Autodesk Data Management and PLM Transformation

Autodesk Data Management and PLM Transformation

I’ve been following the Autodesk platform and PLM development for many years. Autodesk was the first large company that endorsed and adopted public cloud services to develop PLM almost a decade ago. A lot of changes happened since that time and I’m always watching with a high level of curiosity about what is next in the Autodesk PLM transformation.

PLM is a Data Management, Not an App

To catch up on my recent articles, please check out these links- What is next for Autodesk PLM in 2018? and What can be next for Autodesk PLM from 2019? Autodesk put a focus on data management and inner development of Autodesk Forge platform  The power of the Autodesk Forge platform combined with Fusion360 and other tools integrated together is a strong foundation for PLM-related development at Autodesk. Placing the data in the center can create a strong differentiation for future product data management development at Autodesk. According to Autodesk CEO, Andrew Anagnost, back at AU2018, PLM is more a production information model and not an application add-on on top of the cloud.

My attention was caught by the article – Mastering Fusion360 data management published by Stephen Hooper, General Management, and VP of Fusion 360. The article speaks about how Autodesk is planning to deliver in the future of product information for Fusion 360. More specifically, it is called the Product Information Model (PIM). The following passage gives you an idea of where Fusion360 goes.

In the current Fusion 360 experience, saving changes you’ve made to your Fusion 360 designs still require you to explicitly click the save icon for the save to occur. This was the conventional way of desktop computing, but 21st-century data management should be instantaneous. It should be seamless, always consolidating changes, always there for you. That’s why we’re currently working on a project we are calling the Fusion 360 Product Information Model (PIM). It is the foundation of cloud data for Fusion 360 moving forward and runs on Forge, the Autodesk cloud developer platform. We recently highlighted a few data management projects in our roadmap update blog post, and they are all intertwined with PIM, contributing to it as well as benefiting from the fruits of this strategy.

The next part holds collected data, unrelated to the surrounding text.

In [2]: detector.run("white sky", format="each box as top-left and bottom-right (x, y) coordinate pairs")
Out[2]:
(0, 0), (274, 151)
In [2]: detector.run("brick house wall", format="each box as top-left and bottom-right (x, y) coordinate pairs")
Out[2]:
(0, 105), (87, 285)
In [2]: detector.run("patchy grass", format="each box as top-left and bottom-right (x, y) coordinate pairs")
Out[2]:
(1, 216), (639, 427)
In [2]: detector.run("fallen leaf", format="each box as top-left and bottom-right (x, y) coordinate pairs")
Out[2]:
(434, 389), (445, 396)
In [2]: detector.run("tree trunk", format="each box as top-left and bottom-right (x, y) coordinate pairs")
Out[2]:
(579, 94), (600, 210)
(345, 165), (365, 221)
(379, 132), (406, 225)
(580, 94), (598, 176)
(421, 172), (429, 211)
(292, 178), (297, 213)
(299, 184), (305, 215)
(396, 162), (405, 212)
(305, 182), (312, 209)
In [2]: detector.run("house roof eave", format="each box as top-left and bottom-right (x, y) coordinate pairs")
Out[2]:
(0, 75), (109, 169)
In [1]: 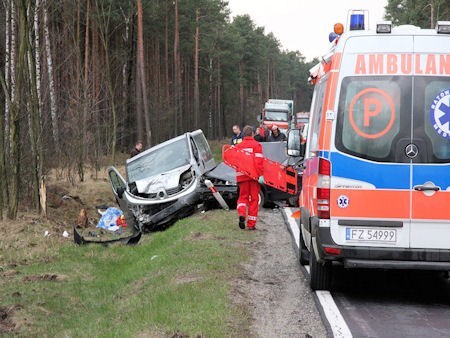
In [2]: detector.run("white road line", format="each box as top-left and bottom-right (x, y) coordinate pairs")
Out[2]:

Fusion 360 is being architected like this to help achieve the end goal of true design collaboration and a seamless data management experience. PIM enables multiple people to work across designs and manufacturing data simultaneously, knowing exactly who is working on what, without any risk of stepping on each other’s toes. We haven’t yet exposed the full range of capabilities that PIM supports, as the Fusion 360 data model evolves rapidly, but we are continually migrating more and more of the information needed to make your data run smoothly in a PIM.

What is interesting is that Fusion360 will be even more based on data management capabilities of the Forge platform, but will provide a set of services making data and design changes even more integrated together.

PLM and BIM on the same platform?

My special interest in Autodesk data management development is also driven by the fact Autodesk’s significant market presence in BIM makes an opportunity for the same platform to serve both markets.

If you’ve been following a recent Open Letter of customers to Autodesk, you can find interesting the answer to the letter provided by Autodesk CEO, Andrew Anagnost. Check this out – Autodesk and Architecture Industry (). My favorite passage was about data management and a platform for BIM.

Autodesk made the important decision to dramatically increase our investment in the construction side of AEC at the same time we were changing our business model to subscription. We believe this investment will benefit architects over the long term. That said, we have now turned our attention to defining and building out a new platform for AEC based on an evolution of BIM centered on a common data environment. We are committed to the idea of new, highly collaborative, and outcome-driven design solutions for the AEC industry.

It made me think about my old article – PLM vs BIM – common or different? The notion of a common data environment for BIM and data management for Fusion360 made me think that Autodesk is surely coming to a mature foundation capable of handling architecture,  manufacturing, and construction data under the same cloud platform foundation.

What is my conclusion?

I can see an interesting step in Autodesk PLM development – to move from isolated PLM application to a broad vision of data management to support design data. Such a strategy provides tons of advantages by allowing to provide a strong data foundation for design data and broad range interfaces to expand solutions with SaaS applications providing specialized solutions for solving specific business problems. It can be an interesting turn for Autodesk to deliver an open PLM foundation to compete with growing competition from Dassault, PTC, and Siemens investing in their own SaaS development. Just my thoughts…

Best, Oleg

Disclaimer: I’m co-founder and CEO of OpenBOM developing cloud based bill of materials and inventory management tool for manufacturing companies, hardware startups, and supply chain. My opinion can be unintentionally biased.